Born in Praetoria, South Africa to British emigrés, he returned to the bosom of his native land following the death of his father just prior to the outbreak of World War I. When the war broke out, he was evacuated to a series of 'billets' and like thousands of children in the same situation had little contact with either his mother or sister. After the end of the war, he was sent to National Children's Home in Congleton, Cheshire, where he first encountered a wireless broadcast - an incident that he would recall vividly many years later, and possibly sparked a lifelong fascination with broadcasting.
During the 1920s he dabbled briefly with a career as a radio telegrapher for the Navy (stymied by persistent sea-sickness) before finding work in the nascent field of radio sales and maintenance.
On the outbreak of the Second World War, Unwin was pressed into service: first as a Morse code messenger, but later as an 'on the spot' reporter for the BBC, as part of the United States Third Army Press Camp. Some way his mangling of the language was in part a response to the military jargon he encountered in use by the US Army top brass. Interestingly, his fellow surrealist Spike Milligan would often mock this jargon in his own writing, and it is possible that lurking in Unwin's sparkling humourous monologues was a degree of seditious intent.
Following the war, he worked in radio as a broadcast engineer, and undertook his first 'performance' purely by chance when an actor fell ill and Unwin was simply handed a microphone and told to improvise. That brief exchange was enough to bring him to the attention of the producer of the Goon Show, which led to a short item in which he played the part of a man from Atlantis being interviewed about his life in the mythical city.
Unwin's facility for extemporised surrealism was a boon for the post-war boom in radio comedy that would give birth to shows such as The Goon Show, Hancock's Half Hour and Round The Horne. Dependent as they were on word-play, these shows delighted in the surrealistic use of language and were hugely influential on later generations of performers - a tradition kept alive today by the likes of Charlie Chuck and Eddie Izzard.

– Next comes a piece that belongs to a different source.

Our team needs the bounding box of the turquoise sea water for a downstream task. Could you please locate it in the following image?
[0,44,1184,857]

Unwin's unique verbalisations were seized on by producers, broadcasters and advertisers, who gave a platform for his improvisations that lasted almost until his death in 2002. A steady stream of work came his way throughout his life which included regular chat show appearances and as the narrator of the second side of The Small Face's Classic 1968 album Ogden's Nut Gone Flake, which takes the form of a nonsense children's story in which 'Happiness Stan' searches for the missing half of the moon.

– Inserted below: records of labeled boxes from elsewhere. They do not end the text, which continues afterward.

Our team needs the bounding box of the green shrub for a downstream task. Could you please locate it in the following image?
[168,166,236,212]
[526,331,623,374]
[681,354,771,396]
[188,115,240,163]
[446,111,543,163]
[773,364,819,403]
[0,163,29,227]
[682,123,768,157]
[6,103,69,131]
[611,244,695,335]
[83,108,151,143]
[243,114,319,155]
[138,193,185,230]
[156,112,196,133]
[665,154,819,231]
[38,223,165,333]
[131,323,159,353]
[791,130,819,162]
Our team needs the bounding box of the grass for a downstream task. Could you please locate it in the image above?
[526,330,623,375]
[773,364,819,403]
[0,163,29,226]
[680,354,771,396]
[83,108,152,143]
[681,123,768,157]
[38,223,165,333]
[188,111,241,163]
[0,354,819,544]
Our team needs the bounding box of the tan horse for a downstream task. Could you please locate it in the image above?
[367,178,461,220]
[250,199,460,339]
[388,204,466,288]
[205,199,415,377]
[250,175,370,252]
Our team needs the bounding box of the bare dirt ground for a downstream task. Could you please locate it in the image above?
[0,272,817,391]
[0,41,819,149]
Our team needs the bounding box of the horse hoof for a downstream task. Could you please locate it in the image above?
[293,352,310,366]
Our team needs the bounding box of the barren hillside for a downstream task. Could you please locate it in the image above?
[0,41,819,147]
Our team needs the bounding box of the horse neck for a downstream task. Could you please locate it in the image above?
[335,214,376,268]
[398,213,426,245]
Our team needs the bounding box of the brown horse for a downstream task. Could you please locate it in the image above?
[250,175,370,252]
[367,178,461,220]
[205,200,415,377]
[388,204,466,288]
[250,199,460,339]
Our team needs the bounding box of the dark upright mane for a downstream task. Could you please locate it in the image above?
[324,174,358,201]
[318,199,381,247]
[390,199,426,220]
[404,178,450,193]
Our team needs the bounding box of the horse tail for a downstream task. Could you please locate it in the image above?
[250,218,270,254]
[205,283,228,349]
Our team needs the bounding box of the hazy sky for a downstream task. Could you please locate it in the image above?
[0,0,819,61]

Unwinese is difficult to characterise, but was (and may still be) formed from malapropisms, syntactical reversal, sound-a-like syllables and the liberal use of nonce words. He himself claimed to have been inspired by his mother, relating how she told him she'd 'falolloped' in front of a tram and grazed her 'kneeclappers'.
As such, his work belonged very much in the tradition of amiable nonsense most famously exemplified in the works of Lewis Carroll. At a psychologically deeper level, it speaks to the first groping attempts at language of toddlers - or even to the 'secret languages' shared by children to shield their activities from adult scrutiny.

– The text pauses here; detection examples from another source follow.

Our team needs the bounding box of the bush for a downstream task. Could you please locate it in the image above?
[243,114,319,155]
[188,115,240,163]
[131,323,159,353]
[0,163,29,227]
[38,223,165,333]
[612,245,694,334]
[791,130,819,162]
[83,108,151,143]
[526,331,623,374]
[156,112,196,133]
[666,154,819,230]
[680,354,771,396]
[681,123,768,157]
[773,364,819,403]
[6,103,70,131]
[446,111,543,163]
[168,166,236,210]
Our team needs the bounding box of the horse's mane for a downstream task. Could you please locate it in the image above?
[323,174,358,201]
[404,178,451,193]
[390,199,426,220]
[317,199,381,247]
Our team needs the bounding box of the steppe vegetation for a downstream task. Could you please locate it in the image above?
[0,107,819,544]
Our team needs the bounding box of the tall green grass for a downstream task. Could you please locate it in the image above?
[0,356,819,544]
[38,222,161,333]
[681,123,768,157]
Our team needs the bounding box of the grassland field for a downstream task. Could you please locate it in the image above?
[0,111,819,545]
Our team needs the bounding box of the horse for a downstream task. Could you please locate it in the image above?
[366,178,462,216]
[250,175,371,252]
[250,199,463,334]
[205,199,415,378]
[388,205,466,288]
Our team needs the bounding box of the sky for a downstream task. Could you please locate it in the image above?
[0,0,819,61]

He was often wheeled out to offer 'commentary' on political events, and it sometimes possible to discern, perhaps, some seditious intent lurking amidst the nonsense. He famously played a judge in the series Lazarus and Dingwall. While clearly played for laughs, it hints at the vast gulf between ordinary language as spoken and that used by the court system. Is Unwin, for example, gently mocking the legal system in this clip?
In this regard, he may also have been influenced by the famously impenetrable gay slang Polari. Although he himself was not gay, he must have heard the famous Julian and Sandy skits by Kenneth Williams and Hugh Paddick on Round the Horne, in which they delighted in dropping outrageous double-entendres into their scripts but in language that only those familiar with Polari would have recognised.